PLI Scheme Sees Investment Of 25 pc Of Expected Capex
Chennai: Of the total capex expected from companies under the Production-linked Incentive scheme, only 25 per cent has been invested yet. Out of the incremental sales expected from the investment, only 20-25 per cent has been achieved.
The PLI scheme, which was launched in FY22 with a total outlay of Rs 1.97 lakh crore for 14 sectors, aims at enhancing India's manufacturing capabilities and exports. Of the 14 sectors, some sectors where manufacturing has started, have witnessed positive results in imports and exports, while some others are yet to see the benefits, finds ICRA.
Of the total expected capex of Rs 4 trillion to be incurred by corporates under the PLI scheme, which is over five-six years, Rs 1 trillion had been invested as of November 2023. This is around 25 per cent of the total estimated capex. Some sectors may have seen higher capex deployment than others according to the stage of manufacturing. However, major sectors with huge capex deployment like semiconductors and Advance Chemistry Cell (ACC) batteries, are yet to start commercial production.
Of the expected incremental sales through the PLI scheme of Rs 35-40 trillion, the current capex deployment resulted in incremental sales of around Rs 9 trillion as of November 2023. This is 20-25 per cent of the total incremental sales from the PLI scheme.

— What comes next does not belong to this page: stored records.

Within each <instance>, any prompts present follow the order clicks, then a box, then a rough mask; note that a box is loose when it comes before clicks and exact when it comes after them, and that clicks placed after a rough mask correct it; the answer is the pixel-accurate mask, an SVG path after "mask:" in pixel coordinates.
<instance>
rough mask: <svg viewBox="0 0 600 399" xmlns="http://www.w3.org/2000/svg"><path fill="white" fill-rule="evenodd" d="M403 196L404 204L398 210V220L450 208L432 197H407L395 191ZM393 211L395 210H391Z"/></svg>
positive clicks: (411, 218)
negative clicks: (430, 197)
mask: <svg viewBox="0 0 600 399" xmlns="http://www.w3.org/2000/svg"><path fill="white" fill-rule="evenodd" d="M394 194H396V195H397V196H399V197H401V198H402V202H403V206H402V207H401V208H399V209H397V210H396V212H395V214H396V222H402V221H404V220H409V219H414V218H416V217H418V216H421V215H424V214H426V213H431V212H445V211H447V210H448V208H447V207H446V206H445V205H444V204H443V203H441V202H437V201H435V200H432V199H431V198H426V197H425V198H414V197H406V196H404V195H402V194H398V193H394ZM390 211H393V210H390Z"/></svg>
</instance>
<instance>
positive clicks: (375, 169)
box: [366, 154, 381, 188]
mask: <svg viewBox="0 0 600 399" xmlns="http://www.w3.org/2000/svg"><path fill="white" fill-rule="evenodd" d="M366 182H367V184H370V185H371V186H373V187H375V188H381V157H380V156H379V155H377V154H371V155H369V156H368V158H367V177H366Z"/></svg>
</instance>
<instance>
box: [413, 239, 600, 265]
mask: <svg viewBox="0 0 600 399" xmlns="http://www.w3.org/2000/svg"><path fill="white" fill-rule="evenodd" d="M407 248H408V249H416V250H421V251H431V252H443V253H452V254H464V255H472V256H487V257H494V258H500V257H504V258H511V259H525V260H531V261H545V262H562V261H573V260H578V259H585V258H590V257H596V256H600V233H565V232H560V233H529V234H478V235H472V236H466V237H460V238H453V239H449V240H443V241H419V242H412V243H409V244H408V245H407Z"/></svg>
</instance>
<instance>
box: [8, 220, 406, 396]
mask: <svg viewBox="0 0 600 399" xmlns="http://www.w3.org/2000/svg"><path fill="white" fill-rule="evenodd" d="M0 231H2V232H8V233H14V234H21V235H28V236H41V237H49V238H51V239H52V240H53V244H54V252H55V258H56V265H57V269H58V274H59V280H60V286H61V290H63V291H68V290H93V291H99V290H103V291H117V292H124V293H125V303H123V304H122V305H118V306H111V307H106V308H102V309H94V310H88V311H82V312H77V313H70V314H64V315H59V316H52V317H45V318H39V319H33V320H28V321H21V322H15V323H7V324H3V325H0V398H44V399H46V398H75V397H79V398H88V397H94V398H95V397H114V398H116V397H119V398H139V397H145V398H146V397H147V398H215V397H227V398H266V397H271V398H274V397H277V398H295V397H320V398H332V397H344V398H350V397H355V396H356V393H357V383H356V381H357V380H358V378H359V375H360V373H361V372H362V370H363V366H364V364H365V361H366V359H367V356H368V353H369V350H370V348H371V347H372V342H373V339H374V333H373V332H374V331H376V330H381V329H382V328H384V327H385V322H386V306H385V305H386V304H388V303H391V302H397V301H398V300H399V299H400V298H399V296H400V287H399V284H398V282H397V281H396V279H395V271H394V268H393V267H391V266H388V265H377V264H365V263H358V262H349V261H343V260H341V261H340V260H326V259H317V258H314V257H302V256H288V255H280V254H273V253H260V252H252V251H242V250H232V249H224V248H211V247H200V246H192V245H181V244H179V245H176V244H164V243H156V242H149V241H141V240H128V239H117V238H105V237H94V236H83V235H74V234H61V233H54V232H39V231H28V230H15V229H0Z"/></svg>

Eight sectors including phone, electronics, pharma, and food products, received the disbursements under PLI for FY2024 till November 2023. Two additional sectors - textile and white goods - may claim PLI incentives for FY2024.
According to ICRA, government intervention might help in making the PLI scheme successful in sectors that are lagging so far. A quick policy response such as a relaxation of the performance threshold might be needed in cases where lower traction is witnessed, the pick-up is not as expected, or where PLI disbursements are low.